Ich habe mich zusammen mit Margot zu diesem Schritt entschlossen, weil er uns unausweichlich erschien. Mittlerweile liegt eine Klage beim Berliner Verfassungsgericht vor, wegen »Rechtsbeugung« (was soll das sein?) und »Strafvereitelung im Amt«. Die westdeutsche Justiz lässt nichts unversucht, um unser politisches Erbe mit übler Hetze in den Schmutz zu ziehen. Die Massenmedien des Gegners hatten ihre sogenannten Journalisten sogar bis in unseren Garten geschickt. Ich wurde belauscht und überwacht und konnte mich nicht frei bewegen. Nein, so kann kein Mensch leben wollen.

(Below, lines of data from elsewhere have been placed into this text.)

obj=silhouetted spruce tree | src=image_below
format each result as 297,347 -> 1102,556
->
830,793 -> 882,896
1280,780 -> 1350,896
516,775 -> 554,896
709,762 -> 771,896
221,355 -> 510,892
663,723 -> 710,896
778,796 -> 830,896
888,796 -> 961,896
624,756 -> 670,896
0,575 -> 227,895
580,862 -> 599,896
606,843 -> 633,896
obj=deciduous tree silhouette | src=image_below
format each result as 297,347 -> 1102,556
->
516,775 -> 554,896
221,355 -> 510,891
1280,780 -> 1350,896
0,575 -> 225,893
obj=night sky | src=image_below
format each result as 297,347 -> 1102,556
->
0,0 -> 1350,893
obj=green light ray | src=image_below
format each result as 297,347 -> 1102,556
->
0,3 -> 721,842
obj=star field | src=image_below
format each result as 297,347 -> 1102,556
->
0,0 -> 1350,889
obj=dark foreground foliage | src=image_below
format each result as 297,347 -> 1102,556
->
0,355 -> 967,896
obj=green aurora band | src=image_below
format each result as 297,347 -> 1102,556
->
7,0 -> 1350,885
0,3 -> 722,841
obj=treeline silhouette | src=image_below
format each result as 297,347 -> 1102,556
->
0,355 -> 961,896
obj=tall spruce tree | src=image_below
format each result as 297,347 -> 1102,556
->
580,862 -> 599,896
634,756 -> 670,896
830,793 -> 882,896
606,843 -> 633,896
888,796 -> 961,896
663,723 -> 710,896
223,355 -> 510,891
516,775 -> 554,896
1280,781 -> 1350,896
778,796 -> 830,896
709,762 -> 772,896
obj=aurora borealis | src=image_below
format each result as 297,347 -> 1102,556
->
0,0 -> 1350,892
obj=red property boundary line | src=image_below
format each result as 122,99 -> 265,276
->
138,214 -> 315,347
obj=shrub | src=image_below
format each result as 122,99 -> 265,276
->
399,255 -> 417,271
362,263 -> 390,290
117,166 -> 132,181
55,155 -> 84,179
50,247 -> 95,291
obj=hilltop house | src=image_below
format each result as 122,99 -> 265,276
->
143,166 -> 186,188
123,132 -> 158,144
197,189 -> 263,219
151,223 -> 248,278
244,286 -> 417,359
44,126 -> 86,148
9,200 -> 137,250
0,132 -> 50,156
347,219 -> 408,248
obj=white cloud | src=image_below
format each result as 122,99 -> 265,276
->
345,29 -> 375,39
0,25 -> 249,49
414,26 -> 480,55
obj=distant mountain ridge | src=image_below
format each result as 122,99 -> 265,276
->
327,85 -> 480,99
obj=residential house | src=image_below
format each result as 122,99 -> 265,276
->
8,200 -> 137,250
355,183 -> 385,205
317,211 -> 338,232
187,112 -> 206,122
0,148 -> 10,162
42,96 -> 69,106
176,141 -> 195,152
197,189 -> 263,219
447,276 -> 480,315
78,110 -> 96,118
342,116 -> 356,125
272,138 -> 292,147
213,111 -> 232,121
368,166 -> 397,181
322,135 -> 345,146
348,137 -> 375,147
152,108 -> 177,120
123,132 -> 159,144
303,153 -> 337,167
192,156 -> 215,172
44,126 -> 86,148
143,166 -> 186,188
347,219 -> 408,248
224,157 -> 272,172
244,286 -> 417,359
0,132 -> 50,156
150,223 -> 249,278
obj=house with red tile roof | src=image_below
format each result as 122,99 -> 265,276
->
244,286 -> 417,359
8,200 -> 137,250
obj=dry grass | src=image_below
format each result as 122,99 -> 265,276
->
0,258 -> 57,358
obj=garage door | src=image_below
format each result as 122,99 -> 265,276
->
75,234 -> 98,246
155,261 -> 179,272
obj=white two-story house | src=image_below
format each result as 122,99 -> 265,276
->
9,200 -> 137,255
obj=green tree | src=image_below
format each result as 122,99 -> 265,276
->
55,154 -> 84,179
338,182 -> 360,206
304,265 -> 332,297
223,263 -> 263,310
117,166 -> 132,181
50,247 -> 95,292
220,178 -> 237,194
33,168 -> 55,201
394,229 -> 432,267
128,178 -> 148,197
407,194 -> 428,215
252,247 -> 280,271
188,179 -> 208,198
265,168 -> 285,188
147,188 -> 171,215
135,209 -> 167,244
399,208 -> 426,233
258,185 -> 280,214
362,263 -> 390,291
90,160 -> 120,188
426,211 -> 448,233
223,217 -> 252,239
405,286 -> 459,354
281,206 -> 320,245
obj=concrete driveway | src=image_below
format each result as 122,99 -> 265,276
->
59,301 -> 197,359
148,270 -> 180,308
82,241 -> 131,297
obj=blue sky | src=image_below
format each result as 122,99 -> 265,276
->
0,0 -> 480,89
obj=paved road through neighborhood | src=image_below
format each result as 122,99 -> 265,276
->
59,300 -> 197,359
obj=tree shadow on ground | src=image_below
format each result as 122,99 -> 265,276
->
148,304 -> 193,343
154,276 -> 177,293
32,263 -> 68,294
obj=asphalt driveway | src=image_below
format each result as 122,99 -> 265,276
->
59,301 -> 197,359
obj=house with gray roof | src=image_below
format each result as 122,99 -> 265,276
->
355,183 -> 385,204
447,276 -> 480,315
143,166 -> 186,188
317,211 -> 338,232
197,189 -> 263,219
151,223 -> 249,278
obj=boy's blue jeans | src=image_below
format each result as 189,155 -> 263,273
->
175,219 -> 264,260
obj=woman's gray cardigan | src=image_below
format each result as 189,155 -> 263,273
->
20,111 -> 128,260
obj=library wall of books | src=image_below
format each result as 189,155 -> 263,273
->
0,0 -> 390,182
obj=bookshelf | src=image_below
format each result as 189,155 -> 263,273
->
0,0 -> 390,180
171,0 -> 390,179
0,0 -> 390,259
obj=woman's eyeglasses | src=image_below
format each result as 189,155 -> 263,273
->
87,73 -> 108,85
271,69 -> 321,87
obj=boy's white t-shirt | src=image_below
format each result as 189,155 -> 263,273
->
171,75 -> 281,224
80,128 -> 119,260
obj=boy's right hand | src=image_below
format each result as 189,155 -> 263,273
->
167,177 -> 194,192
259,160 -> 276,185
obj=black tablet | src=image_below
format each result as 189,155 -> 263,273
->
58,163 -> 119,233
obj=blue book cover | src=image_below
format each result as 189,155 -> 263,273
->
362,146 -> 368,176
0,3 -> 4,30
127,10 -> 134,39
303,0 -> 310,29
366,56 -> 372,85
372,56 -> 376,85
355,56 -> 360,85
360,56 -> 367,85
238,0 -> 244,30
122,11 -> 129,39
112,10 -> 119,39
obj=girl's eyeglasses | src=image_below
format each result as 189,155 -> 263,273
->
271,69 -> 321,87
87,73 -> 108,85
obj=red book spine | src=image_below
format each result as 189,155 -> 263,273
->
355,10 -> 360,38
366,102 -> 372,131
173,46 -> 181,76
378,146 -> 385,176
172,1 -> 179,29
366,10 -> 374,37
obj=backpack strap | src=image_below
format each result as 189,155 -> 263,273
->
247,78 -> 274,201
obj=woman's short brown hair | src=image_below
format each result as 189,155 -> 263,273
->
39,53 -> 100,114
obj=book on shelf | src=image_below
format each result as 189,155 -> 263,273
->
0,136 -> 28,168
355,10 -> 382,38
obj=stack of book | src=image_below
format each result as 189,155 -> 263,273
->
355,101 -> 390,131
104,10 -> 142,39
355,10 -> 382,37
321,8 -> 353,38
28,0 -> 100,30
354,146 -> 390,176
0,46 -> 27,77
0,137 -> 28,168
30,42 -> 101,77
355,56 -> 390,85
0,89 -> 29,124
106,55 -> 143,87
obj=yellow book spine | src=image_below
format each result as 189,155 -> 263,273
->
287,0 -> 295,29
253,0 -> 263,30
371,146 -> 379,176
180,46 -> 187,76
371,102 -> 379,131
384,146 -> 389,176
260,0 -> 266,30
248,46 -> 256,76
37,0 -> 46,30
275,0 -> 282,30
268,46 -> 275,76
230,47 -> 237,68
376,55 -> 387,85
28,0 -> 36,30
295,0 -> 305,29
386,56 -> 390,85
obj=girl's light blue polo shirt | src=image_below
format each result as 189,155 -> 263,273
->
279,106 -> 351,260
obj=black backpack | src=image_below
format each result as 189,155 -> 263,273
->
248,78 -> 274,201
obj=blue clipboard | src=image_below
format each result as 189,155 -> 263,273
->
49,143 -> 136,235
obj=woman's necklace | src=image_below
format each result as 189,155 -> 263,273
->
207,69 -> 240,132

Margot hat mich gebeten, meine Gedanken in diesem Tagebuch niederzuschreiben. Diesem Wunsch will ich gerne entsprechen, denn natürlich soll die Nachwelt die unwiderlegbare Wahrheit erfahren. Außerdem bleibe ich auf diese Weise geistig in Form, solange ich hier, am anderen Ende der Welt, zum Nichtstun verdammt bin.
Deutsche Kommunisten haben schon einmal in der Geschichte den Weg ins Exil gewählt, um später siegreich in die Heimat zurückzukehren – als »Gruppe Ulbricht«, die nach dem Sieg der Roten Armee über das faschistische Deutschland einen sozialistischen Staat auf deutschem Boden gründete. Und so wie der Hitlerfaschismus untergegangen ist, geht auch die kapitalistische BRD ihrem Ende entgegen. Es ist einzig und allein eine Frage der Zeit!
Margot und ich warten nun auf das Staatsbegräbnis. Wollen wir hoffen, dass alles gutgeht. Der nette Herr, der uns freundlicherweise seinen Leichnam zur Verfügung gestellt hat, sieht mir leider in keiner Weise ähnlich. Hatten wir überhaupt mit ihm geklärt, wie er bezahlt wird? Ich hoffe, seine Familie verlangt kein Westgeld.
2. Juni Nur einen Tag nach meinem Tod hat ein westdeutscher Journalist Margot vor unserem Haus aufgelauert. Sie kam gerade von einem Blumengeschäft und hatte eine Vase in der Hand. Der junge Mann stellte sich ihr in den Weg und fragte, was sie denn da gekauft habe. Margot wurde wütend und rief, die Urne ihres Mannes sei nicht mal unter der Erde, da stünden sie schon wieder wie die Hyänen vor ihrer Haustür. Der Mann machte ein Foto und verschwand. Heute berichtet ein unsägliches Klatschblatt: »Margot Honecker bewahrt Asche ihres Mannes zu Hause auf«, wie sie mir soeben berichtet.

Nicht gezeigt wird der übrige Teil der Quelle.